Preston is a part of England whose manufacturing heritage has been replaced by call centres and warehouses where jobs are too often secure only until the service is cheaper to provide elsewhere. Wealth is too often concentrated in distant market providers with little local economic or social return and low wages for local people which often have to be topped up with benefits.
This syndrome is one of the reasons why the UK can get wealthier without benefiting ordinary people and their communities.
So instead of chasing further outside investment, the council decided to harness local spending, as far as possible, working with economists to come up with a model based on social value, which has seen the city thrive. This concentration on building wealth from within would be a significant challenge for government but the success of Preston merits close attention.
The model relies on several steps to work. One consists of getting major local enterprises - "anchor institutions" that are, by necessity, based in the area (such as hospitals, local public services, universities, sports teams, etc) to spend their money using the metric of social value, rather than simply lowest price.

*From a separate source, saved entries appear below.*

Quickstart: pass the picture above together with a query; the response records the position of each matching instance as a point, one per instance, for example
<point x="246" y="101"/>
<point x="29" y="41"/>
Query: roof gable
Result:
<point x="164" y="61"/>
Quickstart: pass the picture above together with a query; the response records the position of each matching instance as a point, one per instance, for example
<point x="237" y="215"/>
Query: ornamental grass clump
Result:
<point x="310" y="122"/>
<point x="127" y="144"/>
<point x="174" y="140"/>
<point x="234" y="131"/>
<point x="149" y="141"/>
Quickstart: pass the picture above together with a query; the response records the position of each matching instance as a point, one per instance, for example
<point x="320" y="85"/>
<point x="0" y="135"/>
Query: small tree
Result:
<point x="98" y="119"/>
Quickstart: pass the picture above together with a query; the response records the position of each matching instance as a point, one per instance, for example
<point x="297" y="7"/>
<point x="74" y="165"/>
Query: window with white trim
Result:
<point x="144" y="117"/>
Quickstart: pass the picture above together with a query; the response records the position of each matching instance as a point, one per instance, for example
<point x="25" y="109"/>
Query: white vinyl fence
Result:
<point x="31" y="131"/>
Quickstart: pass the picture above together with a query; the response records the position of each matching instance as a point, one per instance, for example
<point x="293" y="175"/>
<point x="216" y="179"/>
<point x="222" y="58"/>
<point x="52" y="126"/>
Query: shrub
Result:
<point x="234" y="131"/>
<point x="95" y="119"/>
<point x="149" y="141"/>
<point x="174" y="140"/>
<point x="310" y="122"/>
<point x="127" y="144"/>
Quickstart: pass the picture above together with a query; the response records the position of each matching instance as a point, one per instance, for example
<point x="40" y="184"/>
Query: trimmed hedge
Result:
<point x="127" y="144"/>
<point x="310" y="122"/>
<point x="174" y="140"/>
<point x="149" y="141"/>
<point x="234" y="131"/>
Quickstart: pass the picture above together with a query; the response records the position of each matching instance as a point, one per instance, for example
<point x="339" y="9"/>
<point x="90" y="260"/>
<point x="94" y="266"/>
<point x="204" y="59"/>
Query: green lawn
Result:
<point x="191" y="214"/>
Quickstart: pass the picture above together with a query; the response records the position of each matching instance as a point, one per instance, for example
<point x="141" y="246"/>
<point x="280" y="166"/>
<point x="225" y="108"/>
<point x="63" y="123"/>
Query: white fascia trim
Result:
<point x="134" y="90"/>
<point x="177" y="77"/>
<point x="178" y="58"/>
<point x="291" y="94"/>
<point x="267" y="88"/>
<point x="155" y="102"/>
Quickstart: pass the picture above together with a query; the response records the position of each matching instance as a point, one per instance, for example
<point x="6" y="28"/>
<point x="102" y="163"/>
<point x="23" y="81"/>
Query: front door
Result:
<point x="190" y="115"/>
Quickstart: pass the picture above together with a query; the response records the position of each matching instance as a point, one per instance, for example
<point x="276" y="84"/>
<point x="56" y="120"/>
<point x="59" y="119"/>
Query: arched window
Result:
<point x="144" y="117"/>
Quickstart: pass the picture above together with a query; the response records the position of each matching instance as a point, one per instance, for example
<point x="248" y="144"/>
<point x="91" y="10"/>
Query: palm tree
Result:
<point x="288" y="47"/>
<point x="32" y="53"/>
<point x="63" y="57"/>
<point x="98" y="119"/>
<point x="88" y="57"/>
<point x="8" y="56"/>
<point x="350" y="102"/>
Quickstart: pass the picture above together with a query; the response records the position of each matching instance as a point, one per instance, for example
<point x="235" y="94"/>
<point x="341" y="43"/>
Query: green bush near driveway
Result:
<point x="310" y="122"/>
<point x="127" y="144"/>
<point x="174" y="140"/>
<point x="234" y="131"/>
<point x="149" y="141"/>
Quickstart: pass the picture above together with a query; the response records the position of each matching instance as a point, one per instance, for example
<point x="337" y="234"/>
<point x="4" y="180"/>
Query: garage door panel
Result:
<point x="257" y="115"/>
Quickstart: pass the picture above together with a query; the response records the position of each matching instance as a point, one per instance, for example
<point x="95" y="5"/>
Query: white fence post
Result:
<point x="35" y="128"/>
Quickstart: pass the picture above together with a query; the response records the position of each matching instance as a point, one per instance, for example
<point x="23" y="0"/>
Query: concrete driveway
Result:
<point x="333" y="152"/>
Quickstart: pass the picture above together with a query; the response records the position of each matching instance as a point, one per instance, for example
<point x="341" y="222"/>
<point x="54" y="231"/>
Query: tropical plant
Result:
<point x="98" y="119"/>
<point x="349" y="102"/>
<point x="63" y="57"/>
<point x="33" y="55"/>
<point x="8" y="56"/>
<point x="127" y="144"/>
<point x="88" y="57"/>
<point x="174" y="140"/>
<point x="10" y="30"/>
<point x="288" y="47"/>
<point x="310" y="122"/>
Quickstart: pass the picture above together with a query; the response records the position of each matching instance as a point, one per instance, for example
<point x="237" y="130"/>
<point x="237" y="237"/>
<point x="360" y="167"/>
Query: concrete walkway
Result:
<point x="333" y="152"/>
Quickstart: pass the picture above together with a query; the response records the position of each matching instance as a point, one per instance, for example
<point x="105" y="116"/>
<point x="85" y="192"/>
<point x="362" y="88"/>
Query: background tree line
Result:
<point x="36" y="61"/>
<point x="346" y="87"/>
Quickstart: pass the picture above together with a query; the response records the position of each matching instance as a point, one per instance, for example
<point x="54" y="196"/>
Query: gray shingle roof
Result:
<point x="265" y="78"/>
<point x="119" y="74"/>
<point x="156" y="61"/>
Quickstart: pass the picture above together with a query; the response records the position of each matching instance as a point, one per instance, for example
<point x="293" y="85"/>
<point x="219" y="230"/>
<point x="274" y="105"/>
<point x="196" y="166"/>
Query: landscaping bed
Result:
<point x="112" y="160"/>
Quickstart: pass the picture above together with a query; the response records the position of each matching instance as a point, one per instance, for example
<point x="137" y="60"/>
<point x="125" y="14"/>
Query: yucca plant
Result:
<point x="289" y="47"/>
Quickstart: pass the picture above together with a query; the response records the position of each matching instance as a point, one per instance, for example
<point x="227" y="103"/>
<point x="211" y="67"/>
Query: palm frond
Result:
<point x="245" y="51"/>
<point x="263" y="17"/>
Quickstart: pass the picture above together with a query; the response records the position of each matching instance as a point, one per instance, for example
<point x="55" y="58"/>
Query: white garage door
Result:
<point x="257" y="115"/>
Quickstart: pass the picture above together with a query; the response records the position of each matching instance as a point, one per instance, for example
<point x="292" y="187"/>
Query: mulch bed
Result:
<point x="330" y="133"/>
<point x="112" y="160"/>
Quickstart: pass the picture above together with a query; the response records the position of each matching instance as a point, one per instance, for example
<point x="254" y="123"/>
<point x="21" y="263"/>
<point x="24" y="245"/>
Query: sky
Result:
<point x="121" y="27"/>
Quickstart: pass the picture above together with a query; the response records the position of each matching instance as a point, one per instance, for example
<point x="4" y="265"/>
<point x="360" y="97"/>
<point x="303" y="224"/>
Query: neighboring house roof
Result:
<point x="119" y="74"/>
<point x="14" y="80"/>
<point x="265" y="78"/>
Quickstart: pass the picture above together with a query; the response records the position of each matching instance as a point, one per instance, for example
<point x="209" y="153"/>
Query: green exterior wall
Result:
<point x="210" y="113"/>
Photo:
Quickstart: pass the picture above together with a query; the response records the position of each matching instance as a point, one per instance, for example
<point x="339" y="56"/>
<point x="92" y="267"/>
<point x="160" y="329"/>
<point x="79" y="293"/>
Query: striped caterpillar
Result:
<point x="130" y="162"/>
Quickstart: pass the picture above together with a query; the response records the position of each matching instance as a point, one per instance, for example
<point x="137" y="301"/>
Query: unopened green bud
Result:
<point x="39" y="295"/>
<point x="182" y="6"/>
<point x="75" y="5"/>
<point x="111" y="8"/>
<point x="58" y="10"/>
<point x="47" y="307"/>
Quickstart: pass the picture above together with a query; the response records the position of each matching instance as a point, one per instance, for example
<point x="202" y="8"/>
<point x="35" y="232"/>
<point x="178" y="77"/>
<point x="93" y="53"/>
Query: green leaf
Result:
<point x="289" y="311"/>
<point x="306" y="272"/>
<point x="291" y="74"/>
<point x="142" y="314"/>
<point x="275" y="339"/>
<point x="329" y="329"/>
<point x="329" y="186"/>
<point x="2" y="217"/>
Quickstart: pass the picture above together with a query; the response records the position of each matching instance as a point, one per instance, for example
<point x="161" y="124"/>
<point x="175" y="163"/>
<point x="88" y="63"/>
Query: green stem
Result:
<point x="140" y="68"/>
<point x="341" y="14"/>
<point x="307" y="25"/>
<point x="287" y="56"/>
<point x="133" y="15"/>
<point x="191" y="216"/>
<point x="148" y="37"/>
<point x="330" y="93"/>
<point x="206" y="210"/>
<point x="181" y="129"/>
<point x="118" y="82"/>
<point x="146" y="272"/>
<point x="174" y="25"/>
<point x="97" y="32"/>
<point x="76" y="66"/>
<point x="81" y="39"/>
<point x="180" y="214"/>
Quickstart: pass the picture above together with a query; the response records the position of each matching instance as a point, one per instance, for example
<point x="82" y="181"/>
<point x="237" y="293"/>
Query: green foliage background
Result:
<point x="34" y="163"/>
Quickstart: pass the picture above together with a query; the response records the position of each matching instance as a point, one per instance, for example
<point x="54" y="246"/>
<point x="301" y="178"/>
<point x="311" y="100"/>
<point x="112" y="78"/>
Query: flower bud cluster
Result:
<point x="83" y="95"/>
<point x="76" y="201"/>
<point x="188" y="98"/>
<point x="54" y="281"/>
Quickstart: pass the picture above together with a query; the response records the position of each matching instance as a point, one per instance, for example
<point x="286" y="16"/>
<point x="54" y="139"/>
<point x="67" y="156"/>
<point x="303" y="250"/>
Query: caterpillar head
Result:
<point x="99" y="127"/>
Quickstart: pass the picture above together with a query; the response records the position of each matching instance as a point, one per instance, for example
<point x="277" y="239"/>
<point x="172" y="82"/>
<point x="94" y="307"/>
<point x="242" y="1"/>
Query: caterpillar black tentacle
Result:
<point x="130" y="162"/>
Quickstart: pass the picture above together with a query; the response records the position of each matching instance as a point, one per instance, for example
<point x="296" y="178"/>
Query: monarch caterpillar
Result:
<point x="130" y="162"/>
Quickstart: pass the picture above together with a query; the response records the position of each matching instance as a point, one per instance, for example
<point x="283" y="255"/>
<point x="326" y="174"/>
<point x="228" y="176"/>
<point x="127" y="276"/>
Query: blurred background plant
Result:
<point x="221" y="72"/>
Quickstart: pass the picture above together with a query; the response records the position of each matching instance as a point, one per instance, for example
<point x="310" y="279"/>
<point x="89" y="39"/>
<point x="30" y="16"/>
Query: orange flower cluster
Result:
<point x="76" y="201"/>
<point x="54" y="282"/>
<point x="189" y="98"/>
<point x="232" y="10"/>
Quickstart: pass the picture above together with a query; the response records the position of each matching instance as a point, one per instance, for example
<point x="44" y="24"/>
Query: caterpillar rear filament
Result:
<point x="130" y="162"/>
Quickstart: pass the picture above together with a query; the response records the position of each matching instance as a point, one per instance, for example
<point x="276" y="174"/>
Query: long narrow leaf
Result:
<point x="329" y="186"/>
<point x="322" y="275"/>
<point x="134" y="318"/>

Social value means considering the wider implications of the money spent. It tends to result in a lot more money being spent locally as that will then stay in the community's economy (and ultimately benefit these anchor institutions too). The local authority also provides funding to boost social enterprises and co-operative businesses in the area, and to deliver goods and services to the anchor institutions.
Preston is also developing a local community bank in order to support these new businesses and keep the money circulating in the local economy. In Northern Ireland we already have a vibrant credit union movement that could play a similar role in supporting community economies.
There has been a lot written about how society will change after the pandemic. Much of it is wishful thinking.
However developing stronger communities is achievable not least because it is already happening, albeit slowly and those parts of it which are not already embedded in government policy have been tried and proven to work elsewhere.